The new film is a glossy remake of the 1992 hit thriller of the same name that centres on a nanny infiltrating a fragile household. It’s an ever-relevant suburban nightmare, but Cervera pushes its relevance further, switching out the unassuming housewife Claire Bartel for steely attorney Caitlyn Morales (played by Mary Elizabeth Winstead). Added to the mix is Maika Monroe — fresh out of Longlegs (2024) fame — as troubled nanny Polly.

While the motives of Rebecca De Mornay’s nanny Peyton were made clear from the start of the original film, Polly hides her background until the very end. It's a choice that makes Monroe’s portrayal less a manipulative mastermind, more an erratic teen.

The tension doesn’t come from the threatening dread of what she might do to the unassuming family, but the frustrating mystery of why she is doing them at all.

Further robbing the film of the original’s emotional core, Caitlyn’s family is fractured from the start. Her marriage is brittle, and she struggles to connect with her kids. The 1992 film’s terror came from watching a wholesome family unravel. Here, there’s barely a family left to destroy.

A woman looks at a baby sleeping in a cradle The reasons for nanny Polly's actions aren't clear until the end of the film. Supplied: Disney

Instead, Monroe and Winstead deliver a convincing and sensual flirtation with queerness, though it’s a flirtation that feels, at times, unserious. When Polly comes out to Caitlyn and the latter reveals that she, too, was in a relationship with a woman before building her family, it becomes the final key that secures Polly’s infiltration.

The highlight of this exploration is a sex scene that only exists to further prove Polly’s vindictiveness — drawing a collective sigh out of my queer household.

Of all the things they could have borrowed from the 1990s, it had to be the old trope of queerness equalling malice.
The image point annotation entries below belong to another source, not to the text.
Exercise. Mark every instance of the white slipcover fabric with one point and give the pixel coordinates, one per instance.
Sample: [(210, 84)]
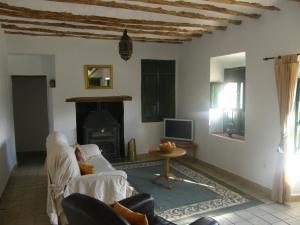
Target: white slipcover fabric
[(64, 176), (88, 151)]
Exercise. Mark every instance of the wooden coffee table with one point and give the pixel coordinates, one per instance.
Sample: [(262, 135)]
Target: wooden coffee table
[(167, 156)]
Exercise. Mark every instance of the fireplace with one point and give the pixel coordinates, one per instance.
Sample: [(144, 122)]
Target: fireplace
[(102, 129), (100, 121)]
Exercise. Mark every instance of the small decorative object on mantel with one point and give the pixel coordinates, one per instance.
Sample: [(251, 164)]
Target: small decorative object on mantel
[(52, 83), (98, 76), (125, 46)]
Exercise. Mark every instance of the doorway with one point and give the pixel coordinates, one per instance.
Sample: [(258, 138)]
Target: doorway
[(30, 113)]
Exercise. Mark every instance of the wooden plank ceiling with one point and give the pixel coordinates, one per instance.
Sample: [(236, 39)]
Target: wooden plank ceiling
[(161, 21)]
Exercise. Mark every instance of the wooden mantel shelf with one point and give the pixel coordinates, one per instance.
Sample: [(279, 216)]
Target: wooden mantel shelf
[(100, 99)]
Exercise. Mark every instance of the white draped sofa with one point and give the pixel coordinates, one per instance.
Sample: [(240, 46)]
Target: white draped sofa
[(64, 177)]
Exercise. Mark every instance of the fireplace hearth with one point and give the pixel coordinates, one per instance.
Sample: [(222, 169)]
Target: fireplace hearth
[(102, 129), (100, 121)]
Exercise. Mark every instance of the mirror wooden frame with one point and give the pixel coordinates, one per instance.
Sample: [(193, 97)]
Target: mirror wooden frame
[(87, 78)]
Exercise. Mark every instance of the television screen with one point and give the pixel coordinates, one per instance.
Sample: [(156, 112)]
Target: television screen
[(179, 129)]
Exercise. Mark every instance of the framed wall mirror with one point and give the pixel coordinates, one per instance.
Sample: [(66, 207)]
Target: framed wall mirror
[(98, 76)]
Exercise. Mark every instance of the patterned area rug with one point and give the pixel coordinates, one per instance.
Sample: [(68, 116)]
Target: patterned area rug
[(196, 195)]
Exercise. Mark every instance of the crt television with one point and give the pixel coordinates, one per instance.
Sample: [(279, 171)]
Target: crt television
[(178, 129)]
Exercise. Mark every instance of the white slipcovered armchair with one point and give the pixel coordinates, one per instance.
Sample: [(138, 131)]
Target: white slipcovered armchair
[(64, 177)]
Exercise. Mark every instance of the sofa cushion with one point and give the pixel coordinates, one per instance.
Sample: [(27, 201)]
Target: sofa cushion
[(100, 164), (86, 169), (78, 155), (88, 151)]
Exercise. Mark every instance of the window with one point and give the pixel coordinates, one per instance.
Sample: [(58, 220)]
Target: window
[(158, 90), (227, 96)]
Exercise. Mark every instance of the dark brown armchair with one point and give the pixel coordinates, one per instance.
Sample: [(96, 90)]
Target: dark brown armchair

The homoerotic relationship also sacrifices the depth of the story beyond our main protagonists. The 1992’s film most layered performances were arguably delivered by characters cut from this version, such as the family's helper Solomon, wonderfully portrayed by Ernie Hudson.

A young woman trims a little girl's fringe. Mileiah Vega's portrayal of daughter Emma Morales is one of the highlights of the film.Supplied: Disney

But a satisfying trade-off comes in Mileiah Vega’s portrayal of Caitlyn’s daughter Emma Morales. Her performance elevates the stock character of a victim’s naïve daughter into a spunky tween who refuses to be played by the adults’ game around her.
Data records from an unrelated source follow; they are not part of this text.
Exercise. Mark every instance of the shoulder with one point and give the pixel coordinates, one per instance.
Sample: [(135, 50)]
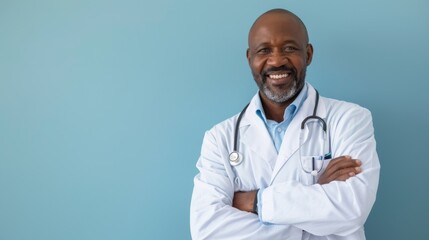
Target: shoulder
[(340, 108)]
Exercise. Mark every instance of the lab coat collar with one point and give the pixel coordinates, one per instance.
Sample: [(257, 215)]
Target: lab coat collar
[(254, 135)]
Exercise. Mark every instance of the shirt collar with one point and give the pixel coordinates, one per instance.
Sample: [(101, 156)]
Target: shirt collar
[(294, 106)]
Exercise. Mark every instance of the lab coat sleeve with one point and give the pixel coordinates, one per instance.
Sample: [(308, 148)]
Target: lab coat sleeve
[(340, 207), (211, 213)]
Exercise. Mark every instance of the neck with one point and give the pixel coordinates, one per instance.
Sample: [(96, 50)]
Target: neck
[(275, 111)]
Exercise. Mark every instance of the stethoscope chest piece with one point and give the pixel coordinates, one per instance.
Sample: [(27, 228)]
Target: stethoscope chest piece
[(235, 159)]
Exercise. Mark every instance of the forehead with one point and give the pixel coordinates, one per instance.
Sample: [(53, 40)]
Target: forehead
[(275, 27)]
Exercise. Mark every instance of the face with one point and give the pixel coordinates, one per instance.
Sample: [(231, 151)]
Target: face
[(278, 56)]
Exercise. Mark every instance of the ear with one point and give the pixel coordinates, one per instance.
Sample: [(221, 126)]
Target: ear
[(309, 53)]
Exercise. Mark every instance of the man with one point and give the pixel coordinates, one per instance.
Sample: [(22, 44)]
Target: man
[(291, 178)]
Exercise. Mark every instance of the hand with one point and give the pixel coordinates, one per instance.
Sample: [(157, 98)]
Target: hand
[(340, 169), (244, 200)]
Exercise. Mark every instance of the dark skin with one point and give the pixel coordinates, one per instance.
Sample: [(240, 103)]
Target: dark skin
[(278, 56)]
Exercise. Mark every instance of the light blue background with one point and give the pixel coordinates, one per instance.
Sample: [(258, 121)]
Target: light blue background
[(103, 106)]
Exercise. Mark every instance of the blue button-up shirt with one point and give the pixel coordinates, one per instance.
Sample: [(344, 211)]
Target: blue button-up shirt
[(277, 130)]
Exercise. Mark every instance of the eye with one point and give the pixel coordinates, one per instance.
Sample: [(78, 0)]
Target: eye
[(263, 51), (290, 49)]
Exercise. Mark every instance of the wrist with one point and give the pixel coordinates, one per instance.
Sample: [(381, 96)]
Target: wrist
[(255, 203)]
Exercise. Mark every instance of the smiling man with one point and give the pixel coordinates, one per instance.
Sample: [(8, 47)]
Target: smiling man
[(292, 164)]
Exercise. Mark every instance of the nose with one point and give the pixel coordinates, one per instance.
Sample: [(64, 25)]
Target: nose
[(277, 59)]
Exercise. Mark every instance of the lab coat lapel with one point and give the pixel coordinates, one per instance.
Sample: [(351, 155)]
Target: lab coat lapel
[(254, 135), (291, 144)]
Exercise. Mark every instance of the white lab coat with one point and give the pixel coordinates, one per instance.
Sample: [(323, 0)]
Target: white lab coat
[(293, 207)]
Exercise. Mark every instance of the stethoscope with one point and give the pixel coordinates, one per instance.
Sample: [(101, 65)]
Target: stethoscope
[(235, 157)]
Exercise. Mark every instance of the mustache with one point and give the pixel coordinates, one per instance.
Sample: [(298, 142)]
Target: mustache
[(280, 68)]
For all the messiness of this remake’s suburban drama, there’s a strange charm in its presentation. Composer Ariel Marx’s score — a wheezing, claustrophobic composition that sounds like being locked in a box with the sole companion of a buzzing fly — keeps the tension taut even when the script falters. Visually, the film screams quality cinema: every surface polished, every mirror ready to crack.

A woman holds a small baby The film walks the line between camp and elevated horror.Supplied: Disney

Cervera’s film isn’t really a remake so much as a remix. It borrows the title and the creepy nanny plot point, then rocks an entirely different cradle. One that switches out housewife struggles with buried queer desire and a self-conscious awareness that its modernising of the source material results in another story completely. For example, the opening scene of a large house fire starkly contrasts with the original film’s suburban mundanity, as if literally burning any audience expectations shaped by the original.
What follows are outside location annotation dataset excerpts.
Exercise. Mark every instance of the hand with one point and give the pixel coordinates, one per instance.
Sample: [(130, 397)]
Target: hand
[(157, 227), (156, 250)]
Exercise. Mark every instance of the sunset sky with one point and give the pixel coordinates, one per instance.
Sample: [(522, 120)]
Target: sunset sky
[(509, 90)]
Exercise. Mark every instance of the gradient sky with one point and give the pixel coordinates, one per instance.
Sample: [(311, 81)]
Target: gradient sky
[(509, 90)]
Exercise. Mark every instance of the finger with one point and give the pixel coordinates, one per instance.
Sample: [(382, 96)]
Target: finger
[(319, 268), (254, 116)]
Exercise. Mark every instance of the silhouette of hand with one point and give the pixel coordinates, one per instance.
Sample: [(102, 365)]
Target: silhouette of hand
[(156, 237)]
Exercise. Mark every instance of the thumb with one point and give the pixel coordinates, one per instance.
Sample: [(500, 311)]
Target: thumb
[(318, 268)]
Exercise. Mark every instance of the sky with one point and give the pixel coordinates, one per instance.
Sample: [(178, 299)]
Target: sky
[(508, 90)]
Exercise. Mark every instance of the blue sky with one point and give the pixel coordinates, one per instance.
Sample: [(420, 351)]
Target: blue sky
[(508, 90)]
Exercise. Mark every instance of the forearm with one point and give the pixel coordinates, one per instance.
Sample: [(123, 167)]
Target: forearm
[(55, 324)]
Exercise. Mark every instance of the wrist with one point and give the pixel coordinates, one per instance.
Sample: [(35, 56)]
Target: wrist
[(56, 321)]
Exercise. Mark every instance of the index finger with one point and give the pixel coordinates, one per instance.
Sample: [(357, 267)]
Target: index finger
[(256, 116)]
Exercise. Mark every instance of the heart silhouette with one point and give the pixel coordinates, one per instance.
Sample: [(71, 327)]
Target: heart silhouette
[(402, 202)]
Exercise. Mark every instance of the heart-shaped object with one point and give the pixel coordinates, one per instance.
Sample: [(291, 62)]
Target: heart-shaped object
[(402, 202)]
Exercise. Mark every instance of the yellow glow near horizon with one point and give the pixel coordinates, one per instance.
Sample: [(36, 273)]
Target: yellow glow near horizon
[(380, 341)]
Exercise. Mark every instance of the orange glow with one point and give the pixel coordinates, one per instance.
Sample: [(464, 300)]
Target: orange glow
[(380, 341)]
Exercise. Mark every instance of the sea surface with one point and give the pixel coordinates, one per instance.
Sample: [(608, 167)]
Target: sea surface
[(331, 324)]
In a year where horror lies in the extremes of elevated or camp, The Hand that Rocks the Cradle dares to be both.

Cervera clearly knows how to craft unease, but the shocks in the film are so laughably grotesque, they border on parody. It’s hard to know whether to gasp or giggle — but maybe that’s the point. It’s camp disguised as big budget, a thriller that wants to be taken seriously but is most entertaining when it’s not. Its addition of a queer storyline is messy, but what modern queer exploration is not?

For this reason, my household was glued to the screen as this film played headliner in our film night and, even without the spookiness of Halloween, you'll likely find yourself doing the same.